Background:  By 2008, 12 million children in sub-Saharan Africa were orphaned by AIDS. Cross-sectional studies show psychological problems for AIDS-orphaned children, but until now no longitudinal study has explored enduring psychological effects of AIDS-orphanhood in the developing world.

Methods:  A 4-year longitudinal follow-up of AIDS-orphaned children with control groups of other-orphans and non-orphans. 1021 children (= 13.4 years, 50% female, 98% isiXhosa-speaking) were interviewed in 2005 and followed up in 2009 with 71% retention (49% female, = 16.9 years), in poor urban South African settlements. Children were interviewed using sociodemographic questionnaires and well-validated standardised scales for assessing depression, anxiety, and post-traumatic stress. Data were analysed using mixed-design ANOVA and backward-stepping regression.

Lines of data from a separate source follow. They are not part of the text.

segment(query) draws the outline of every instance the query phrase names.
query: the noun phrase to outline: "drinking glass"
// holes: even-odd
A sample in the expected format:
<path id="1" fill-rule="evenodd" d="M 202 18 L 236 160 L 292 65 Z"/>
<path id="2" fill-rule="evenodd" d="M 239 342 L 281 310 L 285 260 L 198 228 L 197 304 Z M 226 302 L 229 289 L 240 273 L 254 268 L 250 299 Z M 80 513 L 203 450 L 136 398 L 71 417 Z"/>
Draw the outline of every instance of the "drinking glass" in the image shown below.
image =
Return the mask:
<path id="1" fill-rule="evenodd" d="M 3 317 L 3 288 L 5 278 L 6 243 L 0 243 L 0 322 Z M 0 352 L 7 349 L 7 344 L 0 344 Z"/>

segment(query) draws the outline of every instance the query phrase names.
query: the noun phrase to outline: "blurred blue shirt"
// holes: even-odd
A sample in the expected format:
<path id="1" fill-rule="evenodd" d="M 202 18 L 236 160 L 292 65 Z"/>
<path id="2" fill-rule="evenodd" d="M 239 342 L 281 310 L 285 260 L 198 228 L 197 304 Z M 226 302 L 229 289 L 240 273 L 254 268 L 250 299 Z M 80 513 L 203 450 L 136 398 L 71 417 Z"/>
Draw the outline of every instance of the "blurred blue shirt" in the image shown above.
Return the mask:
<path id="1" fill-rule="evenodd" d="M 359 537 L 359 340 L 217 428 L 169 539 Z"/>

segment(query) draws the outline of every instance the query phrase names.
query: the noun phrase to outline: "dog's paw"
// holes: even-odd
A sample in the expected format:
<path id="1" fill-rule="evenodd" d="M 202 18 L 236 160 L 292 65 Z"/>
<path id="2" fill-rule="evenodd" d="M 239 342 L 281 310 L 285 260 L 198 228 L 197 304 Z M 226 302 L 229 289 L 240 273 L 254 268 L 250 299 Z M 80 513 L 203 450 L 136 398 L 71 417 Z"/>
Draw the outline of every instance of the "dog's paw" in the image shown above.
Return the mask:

Results:  AIDS-orphaned children showed higher depression, anxiety, and post-traumatic stress disorder (PTSD) scores in both 2005 and 2009 when compared with other-orphans and non-orphans. Backward-stepping regression, controlling for baseline mental health, and sociodemographic cofactors such as age, gender, and type of bereavement, revealed that being AIDS-orphaned in 2005 was associated with depression, anxiety, and PTSD scores in 2009. This was not the case for other-orphaned or non-orphaned children. Age interacted with orphan status, such that there was a steep rise in psychological distress in the AIDS-orphaned group, but no rise with age amongst other-orphans and non-orphans.

Conclusions:  Negative mental health outcomes amongst AIDS-orphaned children are maintained and worsen over a 4-year period. It is important that psychosocial support programmes are sustained, and focus on youth as well as young children.